Cette adaptation théâtrale de Quatrevingt-Treize est disponible aux éditions Venenum. 


 

Commentaires

Oh oui, ça donne envie... (Superbe article.)

Écrit par : Sophie K. | mercredi, 23 février 2011

« La Tourgue avait l’air d’examiner la guillotine. Elle avait l’air de s’interroger. Qu’était-ce que cela ? Il semblait que cela était sorti de terre. Et cela en était sorti en effet. Dans la terre fatale avait germé l’arbre sinistre ; de cette terre superposée à tant d’abîmes, et où avaient été enfouis tant de forfaits, semences affreuses, de cette terre profonde, était sortie, au jour marqué, cette inconnue, cette vengeresse, cette féroce machine porte-glaive, et 93 avait dit au vieux monde : - Me voilà. Et la guillotine avait le droit de dire au donjon : - Je suis ta fille. »

Au dernier chapitre de « Quatrevingt-Treize », intitulé « Cependant le soleil se lève », Victor Hugo fait entendre un étrange et magnifique dialogue : celui de la guillotine et de la vieille tour féodale, la Tourgue, « monstre de pierre faisant pendant au monstre de bois ». « Confrontation tragique. D’un côté, la dette ; de l’autre l’échéance. D’un côté le nœud, de l’aitre, la hache. »

[« Quatrevingt-Treize » est le livre prophétique de ce qui est désormais notre lot : penser des face-à-face terribles], nous dit Danièle Sallenave dans le 1er chapitre de « dieu.com », Gallimard, 2004, qu’elle intitule : La tour et la guillotine.
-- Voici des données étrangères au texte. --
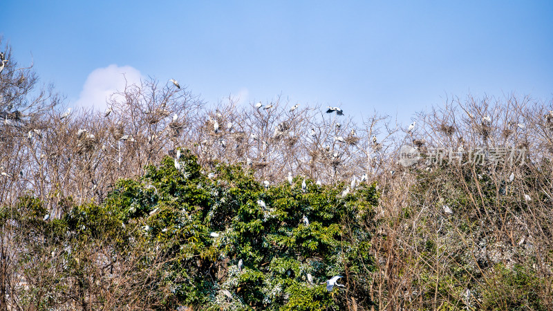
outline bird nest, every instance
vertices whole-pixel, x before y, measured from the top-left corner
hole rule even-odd
[[[444,123],[440,125],[438,130],[448,136],[451,136],[455,133],[455,127],[453,125],[447,125]]]
[[[286,139],[285,144],[289,147],[292,147],[296,143],[298,142],[298,138],[297,137],[290,137]]]
[[[513,133],[513,130],[505,129],[501,132],[501,135],[503,136],[504,138],[507,138]]]
[[[355,144],[359,141],[359,138],[355,136],[348,136],[344,139],[349,144]]]

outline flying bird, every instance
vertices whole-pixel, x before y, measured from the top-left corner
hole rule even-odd
[[[294,110],[297,109],[298,109],[298,106],[299,106],[299,104],[296,104],[295,105],[292,106],[292,108],[290,109],[290,111],[289,112],[292,112],[292,111],[294,111]]]
[[[337,275],[336,276],[333,276],[332,279],[327,281],[326,282],[323,282],[322,284],[324,284],[325,283],[326,283],[326,290],[328,290],[328,292],[332,292],[332,288],[334,288],[335,285],[339,288],[345,288],[346,286],[344,286],[341,284],[338,284],[337,283],[338,279],[340,279],[341,277],[341,276]]]
[[[176,86],[178,88],[180,88],[180,86],[178,84],[178,82],[177,82],[177,80],[174,79],[169,79],[169,81],[173,82],[173,84],[175,84],[175,86]]]
[[[330,107],[330,106],[326,107],[328,110],[326,111],[326,113],[332,113],[336,111],[336,114],[338,115],[344,115],[344,111],[340,109],[338,107]]]

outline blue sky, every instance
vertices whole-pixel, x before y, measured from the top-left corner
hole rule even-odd
[[[175,78],[209,104],[281,95],[406,123],[469,93],[550,102],[552,17],[545,1],[8,0],[0,35],[70,106],[102,109],[126,72]]]

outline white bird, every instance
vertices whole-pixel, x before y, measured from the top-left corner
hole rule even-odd
[[[67,109],[67,112],[64,113],[63,115],[62,115],[59,117],[59,120],[64,120],[66,117],[68,117],[69,116],[69,113],[71,113],[71,108],[68,108]]]
[[[149,214],[149,215],[150,215],[150,216],[152,216],[152,215],[153,215],[154,214],[157,213],[157,212],[158,212],[158,211],[159,211],[159,210],[160,210],[160,208],[159,208],[159,207],[156,207],[155,209],[153,209],[153,211],[150,211],[150,214]]]
[[[351,179],[351,183],[350,184],[350,187],[351,189],[355,188],[355,182],[357,181],[357,178],[355,176],[353,176],[353,178]]]
[[[307,218],[307,216],[303,215],[303,217],[301,218],[301,220],[306,225],[306,226],[309,226],[309,219]]]
[[[407,133],[411,133],[415,129],[415,124],[416,124],[416,121],[413,121],[413,123],[409,125],[409,128],[407,129]]]
[[[4,120],[4,125],[13,125],[13,122],[8,118],[8,115],[6,115],[6,120]]]
[[[332,113],[336,111],[336,114],[338,115],[344,115],[344,111],[340,109],[338,107],[330,107],[330,106],[326,107],[328,110],[326,111],[326,113]]]
[[[337,283],[338,279],[340,279],[341,277],[341,276],[337,275],[336,276],[333,276],[332,279],[327,281],[326,282],[324,282],[323,284],[325,283],[326,283],[326,290],[328,290],[328,292],[332,292],[332,288],[334,288],[335,285],[338,286],[339,288],[345,288],[346,286],[344,286],[341,284],[338,284]]]
[[[240,271],[242,271],[242,267],[243,267],[243,266],[244,266],[244,265],[243,265],[243,262],[242,261],[242,259],[240,259],[239,261],[238,261],[238,270],[240,270]]]
[[[178,84],[178,82],[177,82],[177,80],[174,79],[169,79],[169,81],[173,82],[173,84],[175,84],[175,86],[176,86],[178,88],[180,88],[180,86]]]
[[[309,283],[313,283],[313,276],[309,273],[307,274],[307,281],[308,281]]]
[[[225,296],[228,297],[229,299],[232,299],[232,294],[230,293],[230,292],[229,292],[227,290],[223,290],[222,292],[223,292],[223,294],[225,294]]]
[[[217,131],[219,130],[219,122],[216,120],[213,122],[213,130],[215,131],[215,133],[217,133]]]
[[[79,129],[79,131],[77,131],[77,138],[80,138],[81,136],[82,136],[83,134],[84,134],[85,133],[86,133],[86,129]]]

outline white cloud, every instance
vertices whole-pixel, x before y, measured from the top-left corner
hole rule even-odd
[[[111,64],[95,69],[86,78],[75,106],[103,110],[111,94],[123,91],[125,84],[139,84],[141,77],[140,72],[130,66]]]

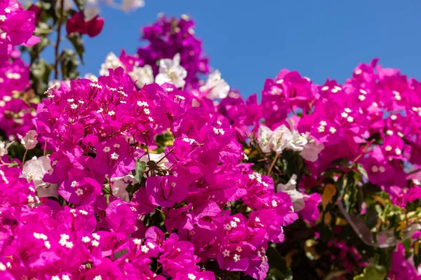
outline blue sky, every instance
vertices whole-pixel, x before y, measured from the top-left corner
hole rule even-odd
[[[380,59],[421,79],[421,1],[283,0],[145,0],[134,12],[102,7],[102,34],[85,38],[81,72],[98,74],[107,54],[135,53],[140,27],[158,13],[196,22],[210,65],[244,95],[260,93],[283,68],[315,83],[342,83],[361,62]]]

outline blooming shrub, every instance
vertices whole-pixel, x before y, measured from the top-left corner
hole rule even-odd
[[[185,15],[81,78],[104,19],[74,4],[1,4],[1,279],[421,279],[416,80],[283,69],[243,99]]]

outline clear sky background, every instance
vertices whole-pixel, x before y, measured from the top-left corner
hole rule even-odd
[[[421,80],[421,0],[145,0],[125,13],[102,6],[101,34],[86,37],[82,74],[98,74],[109,52],[134,54],[140,27],[162,12],[196,22],[210,65],[244,95],[260,93],[283,68],[317,83],[340,83],[359,62]]]

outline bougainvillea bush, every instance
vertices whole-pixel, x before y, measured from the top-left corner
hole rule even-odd
[[[1,279],[421,279],[420,82],[243,99],[186,15],[81,76],[99,5],[0,0]]]

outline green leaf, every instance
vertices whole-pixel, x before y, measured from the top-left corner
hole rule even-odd
[[[291,271],[286,265],[286,260],[283,258],[276,247],[269,247],[266,251],[269,267],[272,269],[276,269],[274,272],[279,275],[282,275],[282,279],[286,279],[291,275]]]
[[[8,167],[11,168],[11,167],[14,167],[15,166],[19,166],[19,164],[15,161],[13,161],[9,164]]]
[[[80,11],[83,10],[84,6],[85,6],[85,1],[84,0],[74,0],[74,3],[76,3],[76,6],[77,6],[77,8],[79,8]]]
[[[354,280],[384,280],[387,272],[380,265],[369,265],[362,274],[354,277]]]
[[[143,178],[143,174],[146,169],[145,162],[136,162],[136,169],[135,169],[135,178],[138,180],[138,182],[140,183]]]
[[[119,258],[121,258],[127,252],[128,252],[128,251],[127,249],[123,249],[121,251],[119,251],[118,252],[116,252],[114,253],[114,257],[116,258],[116,260],[119,259]]]
[[[85,53],[85,47],[83,46],[83,41],[82,36],[79,33],[72,33],[67,36],[67,38],[73,45],[76,50],[82,64],[83,64],[83,54]]]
Merci , Solko, de nous laisser vous accompagner sur ce chemin du théâtre…

Écrit par : Michèle | mercredi, 23 février 2011

De nous FAIRE vous accompagner, devrais-je dire... :)

Écrit par : Michèle | mercredi, 23 février 2011

Je crois que je vais lire "Dieu.com", merci Michèle !

Écrit par : Sophie K. | mercredi, 23 février 2011

Sophie K., "dieu.com" (sans majuscule sur la 1ère de couv.), est un livre auquel je ne cesse de me référer depuis 2004.
Je trouve remarquables aussi, de Danièle Sallenave, "Nos amours de la France, République, identités, régions" (Textuels, 2002): un dialogue entre Danièle Sallenave et Périco Légasse, critique gastronomique basque, à partir de questions posées par Philippe Petit, docteur en philosophie et journaliste, qui dirige la collection Textuels.
Toujours de Sallenave, "Passages de l'Est"-carnet de voyages 1990-1991- (Gallimard 1992), une merveille. Bien sûr aussi "Le don des morts", (Gallimard, 1991), une belle réflexion sur la littérature...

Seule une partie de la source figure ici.